A Solihull mother-of-four endured an agonising death after she was wrongly given 10 times the normal concentration of a solution during a routine medical procedure, an inquest heard.
Rosemary McFarlane, aged 64, of Kingshurst Way, Kingshurst, was administered a lethal dose of phosphate buffer saline which caused her lungs to burn, by a consultant at Heartlands Hospital, who was unaware the concentration’s strength.
The inquest into Mrs McFarlane’s death was told how she suffered from an underlying lethal condition called cryptogenic fibrosing alveolitis, which causes scar tissue to replace normal lung tissue.
The grandmother-of-five was admitted to Heartlands on August 4, 2008, after months of feeling unwell and experiencing difficulty walking and climbing stairs.

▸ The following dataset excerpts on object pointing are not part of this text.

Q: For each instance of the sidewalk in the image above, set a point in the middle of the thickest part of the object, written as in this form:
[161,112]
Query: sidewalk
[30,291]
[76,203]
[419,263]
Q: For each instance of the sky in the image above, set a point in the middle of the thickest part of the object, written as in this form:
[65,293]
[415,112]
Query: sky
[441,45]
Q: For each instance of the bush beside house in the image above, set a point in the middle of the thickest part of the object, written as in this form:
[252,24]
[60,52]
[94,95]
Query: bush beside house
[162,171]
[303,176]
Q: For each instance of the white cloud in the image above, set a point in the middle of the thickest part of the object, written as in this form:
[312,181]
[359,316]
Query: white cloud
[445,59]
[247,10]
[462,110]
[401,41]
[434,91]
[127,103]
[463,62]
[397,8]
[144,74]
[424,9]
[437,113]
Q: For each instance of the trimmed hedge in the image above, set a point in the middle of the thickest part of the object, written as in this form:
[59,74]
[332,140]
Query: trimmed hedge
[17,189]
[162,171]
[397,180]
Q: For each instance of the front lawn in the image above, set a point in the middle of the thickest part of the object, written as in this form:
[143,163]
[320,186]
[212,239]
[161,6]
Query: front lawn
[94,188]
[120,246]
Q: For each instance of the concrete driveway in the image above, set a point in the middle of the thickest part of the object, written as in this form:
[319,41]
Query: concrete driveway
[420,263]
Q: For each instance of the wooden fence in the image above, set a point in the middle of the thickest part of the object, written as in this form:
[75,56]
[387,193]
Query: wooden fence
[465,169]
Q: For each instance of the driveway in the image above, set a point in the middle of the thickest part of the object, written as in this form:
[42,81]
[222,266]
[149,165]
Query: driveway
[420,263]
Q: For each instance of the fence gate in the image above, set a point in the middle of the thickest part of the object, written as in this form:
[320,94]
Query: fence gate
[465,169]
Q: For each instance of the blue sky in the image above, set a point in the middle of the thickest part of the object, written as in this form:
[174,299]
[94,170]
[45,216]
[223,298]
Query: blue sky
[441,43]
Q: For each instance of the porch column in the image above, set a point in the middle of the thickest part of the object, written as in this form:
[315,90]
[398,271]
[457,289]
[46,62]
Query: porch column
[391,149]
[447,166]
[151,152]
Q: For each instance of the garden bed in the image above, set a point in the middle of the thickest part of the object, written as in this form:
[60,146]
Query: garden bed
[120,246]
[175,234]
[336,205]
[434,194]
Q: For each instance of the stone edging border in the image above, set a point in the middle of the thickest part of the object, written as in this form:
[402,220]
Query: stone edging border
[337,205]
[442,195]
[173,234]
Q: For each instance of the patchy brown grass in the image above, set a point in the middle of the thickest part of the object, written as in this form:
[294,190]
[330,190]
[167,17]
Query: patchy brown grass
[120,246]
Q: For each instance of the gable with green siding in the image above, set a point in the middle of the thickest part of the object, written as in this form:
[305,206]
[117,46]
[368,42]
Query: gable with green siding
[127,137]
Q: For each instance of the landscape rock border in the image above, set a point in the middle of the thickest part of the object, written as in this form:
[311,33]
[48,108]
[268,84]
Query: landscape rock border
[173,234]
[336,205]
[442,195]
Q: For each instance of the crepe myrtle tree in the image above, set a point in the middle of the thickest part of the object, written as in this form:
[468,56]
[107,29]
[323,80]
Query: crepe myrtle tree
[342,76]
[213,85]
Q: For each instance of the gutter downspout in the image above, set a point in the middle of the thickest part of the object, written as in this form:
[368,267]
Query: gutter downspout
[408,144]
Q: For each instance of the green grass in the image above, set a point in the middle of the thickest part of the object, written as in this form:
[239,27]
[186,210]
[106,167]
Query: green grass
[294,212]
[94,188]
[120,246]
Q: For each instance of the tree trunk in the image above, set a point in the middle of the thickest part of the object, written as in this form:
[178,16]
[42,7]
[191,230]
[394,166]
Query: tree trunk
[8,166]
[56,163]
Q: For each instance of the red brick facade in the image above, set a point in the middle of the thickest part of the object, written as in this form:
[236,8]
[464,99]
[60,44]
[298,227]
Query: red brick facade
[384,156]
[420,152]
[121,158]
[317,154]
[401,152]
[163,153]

On August 12, she underwent a routine bronchoscopy, where an instrument is passed through the mouth or nose into the lungs and fluid is squirted into a small part of the lung and then re-collected for examination.
Birmingham and Solihull Coroner Aidan Cotter heard how Dr Adel Mansur, who had 16 years experience of conducting bronchoscopies, was handed a bottle of phosphate buffer saline from a new batch with no additional information, by staff nurse Karen Richardson.
Dr Mansur told the inquest he was assumed the ‘10X’ written on the bottle was part of the long labelling code, was the same strength as other bottles he had always used for so many years and carried on with the 10 minute procedure.
When he injected Mrs McFarlane, the high dose caused water to move out of living cells leaving them damaged, dehydrated and causing adult respiratory distress syndrome, the inquest was told.
Nurse Richardson said she became greatly alarmed after the patient, who was expected to experience just mild discomfort after a bronchoscopy, started complaining of “severe burning” in her chest and other pains - something she had never seen in 14 years of practice.
Nurse Richardson said the batch was immediately withdrawn as Mrs McFarlane’s condition continued to deteriorate.
The patient was given steroids, oxygen and antibiotics, in the hope her condition would improve, as investigations were launched into how the solution had been supplied.
Mrs McFarlane’s family were informed the next day by Dr Mansur who became very emotional and went down on his knees to apologise.
Mrs McFarlane died on August 22, from multiple organ failure which had been caused by the chemical accident, pneumonia, a bacterial infection and other complications.
When asked by Mr Cotter why he didn’t check to see if he didn’t know what 10Xs meant, Dr Mansur said: “Because to me it was a pure replacement to a normal phosphate buffer solution, it didn’t alert me.”
Earlier in the inquest, pathologist Dr Adrian Warfield told how the wrong dose was so strong, it would have been enough to leave a fit, 30-year-old person, fighting for survival.
Dr Mark Goldman, the chief executive of Heart of England NHS Foundation Trust, has been summoned to give evidence at the inquest, which is expected to last until Wednesday.